L’Histoire

Parking Longchamp : histoire d’un désastre annoncé

Les faits : Le 6 août 2008, la Ville de Marseille a accordé un permis de construire pour un parking de 600 places à la société QPark dans le site classé du jardin Longchamp.
L’affichage sur le terrain a été réalisé le 21 août. A ce jour, 1er octobre les plans ne sont toujours pas accessibles au public. Les délais de recours sont ouverts.

Repères chronologiques :
Le jardin Zoologique a fermé en tant que tel  en 1985 : 7 ha de terrain se libéraient ainsi en plein centre ville et ne pouvaient que susciter les convoitises.
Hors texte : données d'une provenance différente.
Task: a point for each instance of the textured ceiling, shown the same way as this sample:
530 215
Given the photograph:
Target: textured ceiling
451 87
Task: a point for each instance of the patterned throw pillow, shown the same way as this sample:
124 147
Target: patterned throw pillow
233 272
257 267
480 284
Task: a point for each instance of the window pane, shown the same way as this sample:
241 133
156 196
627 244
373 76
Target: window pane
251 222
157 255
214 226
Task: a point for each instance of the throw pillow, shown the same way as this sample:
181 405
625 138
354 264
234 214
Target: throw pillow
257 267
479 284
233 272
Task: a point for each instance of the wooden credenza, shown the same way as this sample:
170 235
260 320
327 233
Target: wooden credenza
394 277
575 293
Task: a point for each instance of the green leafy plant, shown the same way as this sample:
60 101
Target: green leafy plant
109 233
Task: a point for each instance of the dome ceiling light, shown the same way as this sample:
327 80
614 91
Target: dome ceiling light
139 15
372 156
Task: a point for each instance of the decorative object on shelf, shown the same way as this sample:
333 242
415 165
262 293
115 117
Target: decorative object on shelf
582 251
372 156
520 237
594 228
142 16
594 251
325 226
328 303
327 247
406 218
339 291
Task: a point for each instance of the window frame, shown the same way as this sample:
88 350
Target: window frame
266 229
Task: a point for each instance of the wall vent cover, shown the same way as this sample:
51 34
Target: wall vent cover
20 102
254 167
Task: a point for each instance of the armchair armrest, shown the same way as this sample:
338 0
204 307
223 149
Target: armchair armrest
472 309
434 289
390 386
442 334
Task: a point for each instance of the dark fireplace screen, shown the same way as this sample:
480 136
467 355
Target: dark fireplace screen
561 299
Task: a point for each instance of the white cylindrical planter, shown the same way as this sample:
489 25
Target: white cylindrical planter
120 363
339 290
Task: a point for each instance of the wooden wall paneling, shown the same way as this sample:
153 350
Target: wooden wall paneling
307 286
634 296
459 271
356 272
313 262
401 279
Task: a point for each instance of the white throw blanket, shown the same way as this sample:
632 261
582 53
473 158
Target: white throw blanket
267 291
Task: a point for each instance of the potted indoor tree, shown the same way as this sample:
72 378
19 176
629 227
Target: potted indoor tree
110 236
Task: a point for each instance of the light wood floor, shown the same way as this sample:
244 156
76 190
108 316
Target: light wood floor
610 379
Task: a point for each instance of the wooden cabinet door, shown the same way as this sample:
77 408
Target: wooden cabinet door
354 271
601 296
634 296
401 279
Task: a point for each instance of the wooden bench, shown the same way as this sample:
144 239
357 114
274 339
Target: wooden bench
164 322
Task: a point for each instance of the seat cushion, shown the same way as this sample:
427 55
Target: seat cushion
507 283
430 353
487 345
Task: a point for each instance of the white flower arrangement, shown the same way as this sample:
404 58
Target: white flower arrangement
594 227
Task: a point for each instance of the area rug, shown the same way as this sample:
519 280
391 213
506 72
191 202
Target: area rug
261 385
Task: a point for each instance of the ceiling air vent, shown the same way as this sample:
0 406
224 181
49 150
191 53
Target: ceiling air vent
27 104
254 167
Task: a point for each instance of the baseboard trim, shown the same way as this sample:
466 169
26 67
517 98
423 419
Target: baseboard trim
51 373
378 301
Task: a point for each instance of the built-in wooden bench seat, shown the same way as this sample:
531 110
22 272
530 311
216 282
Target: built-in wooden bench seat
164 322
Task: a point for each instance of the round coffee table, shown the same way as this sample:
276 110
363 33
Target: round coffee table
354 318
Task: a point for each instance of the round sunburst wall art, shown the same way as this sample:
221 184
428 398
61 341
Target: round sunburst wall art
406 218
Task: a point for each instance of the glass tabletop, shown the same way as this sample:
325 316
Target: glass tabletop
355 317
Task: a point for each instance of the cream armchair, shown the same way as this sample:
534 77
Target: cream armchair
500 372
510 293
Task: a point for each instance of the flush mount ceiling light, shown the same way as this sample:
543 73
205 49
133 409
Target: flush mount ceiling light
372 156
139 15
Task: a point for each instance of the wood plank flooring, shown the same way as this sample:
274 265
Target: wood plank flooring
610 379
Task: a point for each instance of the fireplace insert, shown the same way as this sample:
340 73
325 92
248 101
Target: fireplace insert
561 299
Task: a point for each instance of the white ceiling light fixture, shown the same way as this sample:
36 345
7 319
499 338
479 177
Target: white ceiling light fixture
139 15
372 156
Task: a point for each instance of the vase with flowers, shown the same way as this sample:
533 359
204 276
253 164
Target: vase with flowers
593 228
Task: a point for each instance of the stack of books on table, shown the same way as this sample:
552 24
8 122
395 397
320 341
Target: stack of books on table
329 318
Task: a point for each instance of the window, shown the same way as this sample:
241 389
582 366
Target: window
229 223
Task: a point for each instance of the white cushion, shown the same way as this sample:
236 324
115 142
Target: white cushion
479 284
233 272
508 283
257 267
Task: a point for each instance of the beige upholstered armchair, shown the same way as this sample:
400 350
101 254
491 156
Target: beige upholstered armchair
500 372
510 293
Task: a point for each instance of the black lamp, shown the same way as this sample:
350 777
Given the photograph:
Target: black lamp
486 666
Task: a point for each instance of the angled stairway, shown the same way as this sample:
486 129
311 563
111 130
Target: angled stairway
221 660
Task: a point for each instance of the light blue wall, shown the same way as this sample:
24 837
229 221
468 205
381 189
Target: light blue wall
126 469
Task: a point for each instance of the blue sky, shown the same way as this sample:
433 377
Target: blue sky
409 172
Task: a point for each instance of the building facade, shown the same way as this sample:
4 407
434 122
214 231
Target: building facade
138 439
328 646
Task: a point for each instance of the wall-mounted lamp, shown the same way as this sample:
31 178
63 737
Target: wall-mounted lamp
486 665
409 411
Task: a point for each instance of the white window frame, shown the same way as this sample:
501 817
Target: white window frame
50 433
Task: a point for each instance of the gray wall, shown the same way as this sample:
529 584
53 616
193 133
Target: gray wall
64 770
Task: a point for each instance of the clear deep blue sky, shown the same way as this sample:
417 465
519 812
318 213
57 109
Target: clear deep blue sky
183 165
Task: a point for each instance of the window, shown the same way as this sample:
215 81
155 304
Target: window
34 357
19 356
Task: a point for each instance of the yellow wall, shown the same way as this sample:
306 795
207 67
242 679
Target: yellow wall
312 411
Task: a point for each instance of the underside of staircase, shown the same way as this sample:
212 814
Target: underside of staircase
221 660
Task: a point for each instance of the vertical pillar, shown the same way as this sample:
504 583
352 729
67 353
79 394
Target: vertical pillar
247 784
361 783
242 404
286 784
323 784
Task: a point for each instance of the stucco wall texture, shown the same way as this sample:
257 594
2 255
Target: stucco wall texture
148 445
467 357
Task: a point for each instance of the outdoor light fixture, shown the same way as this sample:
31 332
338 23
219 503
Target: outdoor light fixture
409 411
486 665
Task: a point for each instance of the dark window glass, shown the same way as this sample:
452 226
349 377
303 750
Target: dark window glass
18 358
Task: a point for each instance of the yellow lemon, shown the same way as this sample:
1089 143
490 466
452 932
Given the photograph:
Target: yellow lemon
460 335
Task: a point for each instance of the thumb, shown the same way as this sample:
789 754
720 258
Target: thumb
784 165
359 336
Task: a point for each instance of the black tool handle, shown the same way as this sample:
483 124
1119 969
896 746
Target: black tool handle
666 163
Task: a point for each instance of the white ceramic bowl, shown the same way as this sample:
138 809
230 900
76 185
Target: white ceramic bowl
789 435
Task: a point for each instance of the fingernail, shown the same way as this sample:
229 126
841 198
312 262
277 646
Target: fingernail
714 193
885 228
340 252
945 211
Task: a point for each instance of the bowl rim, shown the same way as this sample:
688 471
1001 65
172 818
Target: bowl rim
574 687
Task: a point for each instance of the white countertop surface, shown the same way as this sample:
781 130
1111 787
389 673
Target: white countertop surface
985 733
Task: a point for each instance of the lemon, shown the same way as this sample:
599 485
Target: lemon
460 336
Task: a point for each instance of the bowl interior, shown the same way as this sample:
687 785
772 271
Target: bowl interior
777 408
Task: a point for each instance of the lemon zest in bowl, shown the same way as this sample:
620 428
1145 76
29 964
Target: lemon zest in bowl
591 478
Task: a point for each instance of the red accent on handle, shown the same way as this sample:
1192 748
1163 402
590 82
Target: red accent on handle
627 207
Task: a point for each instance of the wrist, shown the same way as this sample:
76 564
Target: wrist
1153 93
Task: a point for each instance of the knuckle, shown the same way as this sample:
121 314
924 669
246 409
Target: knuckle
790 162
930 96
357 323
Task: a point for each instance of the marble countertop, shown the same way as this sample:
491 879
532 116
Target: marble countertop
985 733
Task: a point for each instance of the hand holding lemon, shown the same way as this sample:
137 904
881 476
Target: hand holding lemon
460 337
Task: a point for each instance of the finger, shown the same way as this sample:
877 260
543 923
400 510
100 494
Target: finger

En 1993, M Vigouroux étant Maire de Marseille la Ville envisage de créer à l’intérieur du jardin une aire de stationnement pour les véhicules municipaux. Beaucoup d’élus s’en indignent et parlent de « blessure irréparable dans cet ilot de verdure qu’est le jardin Zoologique ». Peine perdue, l’aqueduc est grillagé et un parking est créé entre l’aqueduc et l’impasse Ricard Digne. Une autre partie du jardin est aliénée pour abriter des véhicules du nettoiement place Louis Rafer. Un autre parking, toujours à usage privé pour les municipaux accueille une centaine de voitures au bas du bd du Jardin Zoologique. C’est donc déjà, dès 1994, plus de deux cents places de parking privé créées dans le jardin en prenant sur l’espace public, et les riverains commencent à s’en inquiéter

En 1995
Les élections approchent et les inquiétudes des riverains et usagers de Longchamp s’expriment. Mr Gaudin et Muselier axent alors leur campagne électorale sur la protection et la mise en valeur de ce site « remarquable » et ils affirment dans leur programme : «  ce parc est l’unique poumon vert des arrondissements du 3ème secteur et les Marseillais sont très attachés à sa sauvegarde. Nous proposerons sa réinscription en zone verte lors de la prochaine révision du POS et ferons tout pour que ce site devienne le lieu de rencontre privilégié des habitants ».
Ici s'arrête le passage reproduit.